Di sinilah pentingnya analisis kelas dan peran kolektivitas dalam gerakan sosial. Banyak gerakan di Indonesia masih terjebak dalam fragmentasi sektoral. Para aktivis yang fokus pada isu-isu buruh, pendidikan, lingkungan, atau hak asasi manusia sering kali tidak berinteraksi satu sama lain. Padahal, banyak dari isu-isu ini saling berkaitan dan membutuhkan kerja sama lintas sektor untuk menciptakan gerakan yang lebih besar dan berkelanjutan.

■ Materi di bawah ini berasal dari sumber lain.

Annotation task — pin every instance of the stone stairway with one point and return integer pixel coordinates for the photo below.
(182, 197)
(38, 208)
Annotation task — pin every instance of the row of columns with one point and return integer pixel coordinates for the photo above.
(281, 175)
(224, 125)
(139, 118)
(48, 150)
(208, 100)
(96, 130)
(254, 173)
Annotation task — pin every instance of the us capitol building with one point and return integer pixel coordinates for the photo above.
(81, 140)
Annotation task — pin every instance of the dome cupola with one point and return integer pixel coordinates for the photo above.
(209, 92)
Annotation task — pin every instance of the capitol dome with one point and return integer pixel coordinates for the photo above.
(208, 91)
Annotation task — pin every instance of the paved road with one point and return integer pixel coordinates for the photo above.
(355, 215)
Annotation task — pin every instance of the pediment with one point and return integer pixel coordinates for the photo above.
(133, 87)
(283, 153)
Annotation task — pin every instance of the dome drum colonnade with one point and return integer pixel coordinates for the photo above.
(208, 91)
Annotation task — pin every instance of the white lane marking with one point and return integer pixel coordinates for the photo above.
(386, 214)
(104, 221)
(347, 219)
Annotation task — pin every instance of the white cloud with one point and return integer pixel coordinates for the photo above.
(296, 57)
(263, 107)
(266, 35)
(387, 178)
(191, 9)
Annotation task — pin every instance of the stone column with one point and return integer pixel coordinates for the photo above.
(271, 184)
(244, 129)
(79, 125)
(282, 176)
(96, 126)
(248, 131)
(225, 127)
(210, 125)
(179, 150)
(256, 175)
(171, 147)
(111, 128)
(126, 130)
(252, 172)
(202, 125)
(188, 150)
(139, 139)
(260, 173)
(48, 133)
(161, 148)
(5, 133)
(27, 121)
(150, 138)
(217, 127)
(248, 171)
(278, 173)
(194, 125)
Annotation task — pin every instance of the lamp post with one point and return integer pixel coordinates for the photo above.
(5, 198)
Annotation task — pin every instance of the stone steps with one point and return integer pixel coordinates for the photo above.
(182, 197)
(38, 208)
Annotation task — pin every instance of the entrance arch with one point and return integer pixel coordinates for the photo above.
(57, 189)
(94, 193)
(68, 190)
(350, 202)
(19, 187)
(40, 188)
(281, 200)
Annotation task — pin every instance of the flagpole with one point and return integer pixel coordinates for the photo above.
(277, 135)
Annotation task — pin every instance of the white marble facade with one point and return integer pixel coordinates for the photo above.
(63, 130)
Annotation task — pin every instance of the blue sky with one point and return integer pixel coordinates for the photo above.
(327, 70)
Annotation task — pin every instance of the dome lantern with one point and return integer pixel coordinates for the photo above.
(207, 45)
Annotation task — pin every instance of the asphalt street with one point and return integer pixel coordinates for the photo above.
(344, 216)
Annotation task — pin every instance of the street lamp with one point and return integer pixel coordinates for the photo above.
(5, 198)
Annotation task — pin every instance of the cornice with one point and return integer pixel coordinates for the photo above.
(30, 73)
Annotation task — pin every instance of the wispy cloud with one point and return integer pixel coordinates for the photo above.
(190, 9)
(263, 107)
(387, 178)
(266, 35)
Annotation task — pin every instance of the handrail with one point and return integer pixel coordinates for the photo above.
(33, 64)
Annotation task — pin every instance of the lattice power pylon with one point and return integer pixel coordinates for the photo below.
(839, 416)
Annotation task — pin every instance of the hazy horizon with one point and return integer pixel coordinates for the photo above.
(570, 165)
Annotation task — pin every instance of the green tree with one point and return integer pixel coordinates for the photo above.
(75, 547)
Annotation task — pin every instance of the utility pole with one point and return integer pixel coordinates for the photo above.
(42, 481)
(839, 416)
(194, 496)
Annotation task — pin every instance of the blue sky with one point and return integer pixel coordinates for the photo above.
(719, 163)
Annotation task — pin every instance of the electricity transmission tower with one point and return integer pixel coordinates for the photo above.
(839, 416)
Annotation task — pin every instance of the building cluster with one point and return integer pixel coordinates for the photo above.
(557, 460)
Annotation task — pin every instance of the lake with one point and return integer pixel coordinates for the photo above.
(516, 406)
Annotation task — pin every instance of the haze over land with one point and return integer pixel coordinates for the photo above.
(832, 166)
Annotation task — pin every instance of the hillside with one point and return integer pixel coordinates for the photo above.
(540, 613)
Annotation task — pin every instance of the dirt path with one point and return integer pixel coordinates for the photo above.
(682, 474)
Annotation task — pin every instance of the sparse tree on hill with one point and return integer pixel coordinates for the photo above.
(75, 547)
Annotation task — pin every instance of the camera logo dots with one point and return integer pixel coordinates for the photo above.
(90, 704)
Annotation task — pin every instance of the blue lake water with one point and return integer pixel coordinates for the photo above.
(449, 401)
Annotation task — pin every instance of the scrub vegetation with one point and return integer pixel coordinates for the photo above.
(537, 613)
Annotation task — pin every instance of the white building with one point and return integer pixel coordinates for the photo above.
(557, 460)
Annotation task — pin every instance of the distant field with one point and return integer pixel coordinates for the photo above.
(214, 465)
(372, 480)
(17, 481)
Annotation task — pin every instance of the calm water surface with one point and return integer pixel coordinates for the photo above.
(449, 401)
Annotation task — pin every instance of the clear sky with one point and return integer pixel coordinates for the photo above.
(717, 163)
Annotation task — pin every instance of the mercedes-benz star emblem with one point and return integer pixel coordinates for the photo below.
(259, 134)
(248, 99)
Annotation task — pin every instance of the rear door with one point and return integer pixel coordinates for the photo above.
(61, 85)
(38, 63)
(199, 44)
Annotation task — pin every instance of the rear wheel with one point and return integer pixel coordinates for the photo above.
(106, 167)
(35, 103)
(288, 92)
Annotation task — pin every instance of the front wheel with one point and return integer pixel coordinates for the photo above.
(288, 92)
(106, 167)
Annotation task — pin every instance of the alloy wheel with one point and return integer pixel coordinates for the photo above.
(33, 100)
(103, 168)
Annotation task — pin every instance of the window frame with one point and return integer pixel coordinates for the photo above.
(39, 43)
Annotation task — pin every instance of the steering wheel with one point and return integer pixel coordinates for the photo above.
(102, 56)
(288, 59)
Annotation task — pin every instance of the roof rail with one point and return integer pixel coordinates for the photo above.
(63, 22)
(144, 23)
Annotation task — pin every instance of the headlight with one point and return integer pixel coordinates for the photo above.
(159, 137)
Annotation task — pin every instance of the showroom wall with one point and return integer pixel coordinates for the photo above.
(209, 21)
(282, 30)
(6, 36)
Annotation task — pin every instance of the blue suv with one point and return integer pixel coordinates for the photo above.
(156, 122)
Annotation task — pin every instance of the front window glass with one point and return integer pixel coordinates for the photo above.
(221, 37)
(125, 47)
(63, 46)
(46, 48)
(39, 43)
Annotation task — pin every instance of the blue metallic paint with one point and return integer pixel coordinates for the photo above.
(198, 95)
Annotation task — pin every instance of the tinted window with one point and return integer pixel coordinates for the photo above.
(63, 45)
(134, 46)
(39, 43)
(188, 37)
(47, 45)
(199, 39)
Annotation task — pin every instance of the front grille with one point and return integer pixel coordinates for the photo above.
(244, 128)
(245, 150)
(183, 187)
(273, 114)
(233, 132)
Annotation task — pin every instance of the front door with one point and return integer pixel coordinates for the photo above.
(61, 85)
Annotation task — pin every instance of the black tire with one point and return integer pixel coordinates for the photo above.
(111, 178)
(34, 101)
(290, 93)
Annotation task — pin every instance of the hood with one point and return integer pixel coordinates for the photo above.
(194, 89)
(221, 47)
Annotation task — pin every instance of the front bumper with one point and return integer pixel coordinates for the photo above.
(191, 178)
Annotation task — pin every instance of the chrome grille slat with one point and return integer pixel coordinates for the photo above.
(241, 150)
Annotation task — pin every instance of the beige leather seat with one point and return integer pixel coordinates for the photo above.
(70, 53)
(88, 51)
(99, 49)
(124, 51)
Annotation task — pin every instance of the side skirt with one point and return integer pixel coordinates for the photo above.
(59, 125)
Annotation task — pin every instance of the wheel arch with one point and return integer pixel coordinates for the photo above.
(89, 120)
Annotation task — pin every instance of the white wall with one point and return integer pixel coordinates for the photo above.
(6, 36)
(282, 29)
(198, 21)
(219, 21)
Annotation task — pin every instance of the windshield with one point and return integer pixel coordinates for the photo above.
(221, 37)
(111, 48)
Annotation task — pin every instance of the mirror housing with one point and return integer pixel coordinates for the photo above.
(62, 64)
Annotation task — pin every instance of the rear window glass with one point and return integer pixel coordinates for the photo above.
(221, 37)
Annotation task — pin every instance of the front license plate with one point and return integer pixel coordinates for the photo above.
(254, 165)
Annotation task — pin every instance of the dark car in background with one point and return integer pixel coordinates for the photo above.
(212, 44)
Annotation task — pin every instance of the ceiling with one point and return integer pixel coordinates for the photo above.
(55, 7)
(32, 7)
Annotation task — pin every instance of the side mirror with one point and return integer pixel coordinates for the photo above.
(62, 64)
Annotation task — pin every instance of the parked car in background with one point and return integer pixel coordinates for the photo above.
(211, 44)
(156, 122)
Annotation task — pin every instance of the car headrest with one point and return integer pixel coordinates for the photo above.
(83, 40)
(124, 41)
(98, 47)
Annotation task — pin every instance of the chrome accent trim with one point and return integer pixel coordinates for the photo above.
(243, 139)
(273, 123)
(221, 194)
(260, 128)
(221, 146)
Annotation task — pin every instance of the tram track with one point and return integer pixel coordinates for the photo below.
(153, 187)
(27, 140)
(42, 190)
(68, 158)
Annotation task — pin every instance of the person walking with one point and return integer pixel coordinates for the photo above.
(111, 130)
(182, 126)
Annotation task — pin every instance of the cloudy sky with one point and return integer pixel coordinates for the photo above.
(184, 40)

Membangun Struktur Perlawanan yang Berkelanjutan
Untuk membangun gerakan sosial yang berkelanjutan, Indonesia perlu belajar dari berbagai contoh global tentang pentingnya struktur perlawanan yang kokoh. Salah satu cara untuk mencapai hal ini adalah melalui teach-in atau pendidikan politik dalam aksi-aksi massa. Teach-in memberikan kesempatan bagi peserta aksi untuk tidak hanya memprotes, tetapi juga belajar dan berdiskusi tentang akar permasalahan yang mereka hadapi. Ini dapat memperkuat solidaritas dan komitmen politik jangka panjang di antara para aktivis.
Selain itu, penting untuk membangun organisasi perlawanan yang lebih inklusif, di mana berbagai kelompok masyarakat dapat merasa memiliki dan berkontribusi secara aktif. Gerakan sosial juga perlu lebih memperhatikan collective care, yaitu merawat anggotanya secara fisik dan emosional agar mereka tidak mengalami kelelahan atau "burnout". Banyak gerakan sosial di Indonesia saat ini masih didominasi oleh kepemimpinan laki-laki, yang sering kali mengabaikan kebutuhan perempuan dan kelompok minoritas lainnya dalam organisasi.